No one wants two year olds. Because two year olds start to make shit real. They start to be little people who make us feel in ways we never imagined we would or could.

I’m not a perfect Mom. I lose my shit. I swear. I listen to Eminem in the car when I just can’t take one more round of Let it Go. But even if I never said I wanted a two year old I’m so glad I have them. I am completely head over heels for my boys. They are making me a better person. They make me more aware of my anger and cues for when I am getting worked up. They make me practice patience. So much patience I could choke on it. They make me stop and look at the moon. They make me say “I’m sorry” and give big hugs when I freak out and I know I’m wrong because it was my fault for running late not theirs. They’ve made me better at time management. They’ve made me figure out how to communicate differently because going head on was not working and just hurting us all. They make me learn how to set age appropriate boundaries and consequences and follow through on them.

I thought having newborns made me love in a new way, little did I know what toddlerhood had in store for me. They exploit all my vulnerabilities without intention. They see books and movies with Dad’s and being married to a woman I wonder what they are thinking about. Are they already starting to wonder about not having a Dad? Does it even enter their heads?

No one asks for toddlers, and I certainly wouldn’t wish two of them on anyone. But on the flip side they are making me a better woman and honestly a better psychiatric provider. I am so much more empathetic to mom’s of toddlers. I get it. I give them space to feel like a bad mom and reinforce to them that they actually are not bad mom’s. They are just human trying to navigate this incredible journey of parenthood.
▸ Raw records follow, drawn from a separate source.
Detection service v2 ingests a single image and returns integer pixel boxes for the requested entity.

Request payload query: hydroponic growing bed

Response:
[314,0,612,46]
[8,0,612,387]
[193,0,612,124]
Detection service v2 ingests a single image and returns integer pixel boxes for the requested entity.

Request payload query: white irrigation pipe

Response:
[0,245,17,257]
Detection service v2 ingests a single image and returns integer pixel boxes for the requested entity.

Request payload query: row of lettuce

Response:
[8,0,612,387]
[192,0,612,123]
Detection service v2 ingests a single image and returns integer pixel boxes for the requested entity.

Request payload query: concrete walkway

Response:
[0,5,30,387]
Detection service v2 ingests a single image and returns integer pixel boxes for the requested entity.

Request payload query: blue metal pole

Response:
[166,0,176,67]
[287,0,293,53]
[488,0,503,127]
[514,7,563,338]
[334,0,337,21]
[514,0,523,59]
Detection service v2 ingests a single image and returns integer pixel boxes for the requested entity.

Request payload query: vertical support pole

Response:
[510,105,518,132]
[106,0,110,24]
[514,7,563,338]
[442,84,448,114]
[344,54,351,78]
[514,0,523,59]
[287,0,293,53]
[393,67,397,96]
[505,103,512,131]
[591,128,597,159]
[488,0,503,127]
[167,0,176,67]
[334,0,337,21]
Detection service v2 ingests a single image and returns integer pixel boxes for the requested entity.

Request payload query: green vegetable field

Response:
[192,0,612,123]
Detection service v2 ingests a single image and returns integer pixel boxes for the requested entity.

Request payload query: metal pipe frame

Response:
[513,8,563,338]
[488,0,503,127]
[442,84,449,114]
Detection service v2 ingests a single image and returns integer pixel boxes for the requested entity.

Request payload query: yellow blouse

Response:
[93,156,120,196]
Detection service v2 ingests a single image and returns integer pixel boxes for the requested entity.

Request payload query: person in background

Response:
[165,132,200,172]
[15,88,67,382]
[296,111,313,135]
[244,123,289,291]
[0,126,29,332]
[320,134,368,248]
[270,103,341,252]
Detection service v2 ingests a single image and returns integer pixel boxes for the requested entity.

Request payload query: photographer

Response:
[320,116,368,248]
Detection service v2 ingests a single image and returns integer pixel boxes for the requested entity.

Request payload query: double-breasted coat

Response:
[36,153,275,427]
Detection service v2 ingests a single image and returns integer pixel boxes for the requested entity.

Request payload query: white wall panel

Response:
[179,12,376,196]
I’ll end with this. Our kids are always watching us, learning from us, becoming us. I will never be sorry or regret hugging them too much or cuddling too much. I will never regret the time I spend with them now and the bonds we are forging together. Toddlers have the ability to make you face and embrace love, anger, frustration, patience, and every other good and bad part of yourself. Enjoy the journey because it is all too short.